Im selben Monat, am 28. Oktober 1938, ließ der Leiter des Reichssicherheitshauptamtes (RSHA) Reinhard Heydrich in einer Blitzaktion 17.000 in Deutschland lebende polnische Juden verhaften und sie an die deutsch-polnische Grenze schaffen. Da sich die Polen weigerten, nach Polen hineinzulassen, mussten die Abgeschobenen im Niemandsland zwischen Deutschland und Polen kampieren.
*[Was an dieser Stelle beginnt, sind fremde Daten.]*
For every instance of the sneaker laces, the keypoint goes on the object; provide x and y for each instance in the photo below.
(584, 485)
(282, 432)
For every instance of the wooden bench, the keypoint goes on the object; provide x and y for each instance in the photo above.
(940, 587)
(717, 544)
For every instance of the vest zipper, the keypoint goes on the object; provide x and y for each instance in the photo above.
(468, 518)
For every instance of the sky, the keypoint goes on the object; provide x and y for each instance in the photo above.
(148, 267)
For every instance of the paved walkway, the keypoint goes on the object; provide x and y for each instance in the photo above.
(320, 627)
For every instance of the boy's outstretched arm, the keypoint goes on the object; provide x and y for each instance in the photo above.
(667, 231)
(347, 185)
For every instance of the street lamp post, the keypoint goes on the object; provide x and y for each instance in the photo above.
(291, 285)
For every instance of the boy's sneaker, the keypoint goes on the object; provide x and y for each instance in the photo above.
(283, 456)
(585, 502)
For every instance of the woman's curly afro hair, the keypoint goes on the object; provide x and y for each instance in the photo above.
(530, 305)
Unter den Verschleppten war auch der in Hannover lebende Schneidermeister Jozef Grynspan. Sein 17-jähriger Sohn Herschel, war bei einem Onkel in Paris. Als er vom Schicksal seiner Familie erfuhr, begab er sich mit einem Revolver zur deutschen Botschaft in Paris und schoss dort auf einen Botschaftsangehörigen, der sich nach seinem Anliegen erkundigte. Am folgenden Tag, dem 8. November 1938, erlag der Legationssekretär Ernst vom Rath seinen Verletzungen.
Für die Nazis, vor allem für den Reichspropagandaminister Joseph Goebbels, war diese unbedachte Tat eines psychisch labilen Jugendlichen der willkommene Anlass, von einer „großangelegten Verschwörung des Weltjudentums“ zu sprechen und in ganz Deutschland ein Pogrom zu initiieren.
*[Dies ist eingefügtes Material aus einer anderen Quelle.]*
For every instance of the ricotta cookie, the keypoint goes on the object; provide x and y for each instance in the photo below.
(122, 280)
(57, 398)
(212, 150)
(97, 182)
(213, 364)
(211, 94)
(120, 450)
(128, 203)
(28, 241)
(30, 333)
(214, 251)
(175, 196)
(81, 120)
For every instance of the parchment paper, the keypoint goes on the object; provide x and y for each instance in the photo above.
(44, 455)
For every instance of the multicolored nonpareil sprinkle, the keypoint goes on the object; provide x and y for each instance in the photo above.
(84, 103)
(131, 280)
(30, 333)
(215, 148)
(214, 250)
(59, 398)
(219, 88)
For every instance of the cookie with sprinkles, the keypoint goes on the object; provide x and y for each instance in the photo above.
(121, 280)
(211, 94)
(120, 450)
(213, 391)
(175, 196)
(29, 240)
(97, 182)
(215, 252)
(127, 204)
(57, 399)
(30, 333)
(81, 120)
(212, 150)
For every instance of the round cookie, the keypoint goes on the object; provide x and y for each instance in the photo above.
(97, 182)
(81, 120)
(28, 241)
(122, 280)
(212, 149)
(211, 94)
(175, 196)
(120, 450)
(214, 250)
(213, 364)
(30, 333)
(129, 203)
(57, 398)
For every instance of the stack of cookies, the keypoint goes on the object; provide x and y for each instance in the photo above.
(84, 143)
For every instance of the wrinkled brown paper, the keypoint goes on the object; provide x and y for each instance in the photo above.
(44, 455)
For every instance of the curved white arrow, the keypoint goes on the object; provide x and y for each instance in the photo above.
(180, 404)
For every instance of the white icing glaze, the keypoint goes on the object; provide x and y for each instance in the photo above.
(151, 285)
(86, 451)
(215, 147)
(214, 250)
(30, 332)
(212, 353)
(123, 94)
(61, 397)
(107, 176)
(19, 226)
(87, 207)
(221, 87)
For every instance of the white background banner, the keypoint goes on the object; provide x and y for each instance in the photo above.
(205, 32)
Als die NS-Größen und „Alten Kämpfer“ am Abend des 8. November im Münchner Bürgerbräu Keller des Hitler-Putsches von 1923 – dem sog. Marsch auf die Feldherrnhalle gedachten und sich und ihre nationale Revolution feierten, sah Goebbels die einmalige Chance, in ganz Deutschland einen blutigen Pogrom zu entfachen. Mit Hitlers Einverständnis hielt Goebbels vor den „Alten Kämpfern“ im Münchner Bürgerbräukeller eine wüste antisemitische Rede. Er sprach von einem „feigen Anschlag des internationalen Judentums“. Er, Goebbels, habe dem „Führer“ berichtet, dass es in verschiedenen Orten Deutschlands bereits zu „spontanen Vergeltungsaktionen“ des Volkes gekommen sei. Der „Führer“ habe geantwortet, die Partei habe solche Aktionen nicht zu organisieren, aber auch nicht zu behindern, falls sie spontan entstünden. Sodann instruierte Goebbels die „Alten Kämpfer“, was zu tun sei. In einem Bericht des Obersten Parteigerichts über den Pogrom las sich das dann so:
Die mündlich gegebenen Anweisungen des Reichspropagandaleiters sind wohl von sämtlichen anwesenden Parteiführern so verstanden worden, dass die Partei nicht nach außen als Urheber der Demonstrationen in Erscheinung in Erscheinung tritt, sie in Wirklichkeit aber organisieren und durchführen sollte.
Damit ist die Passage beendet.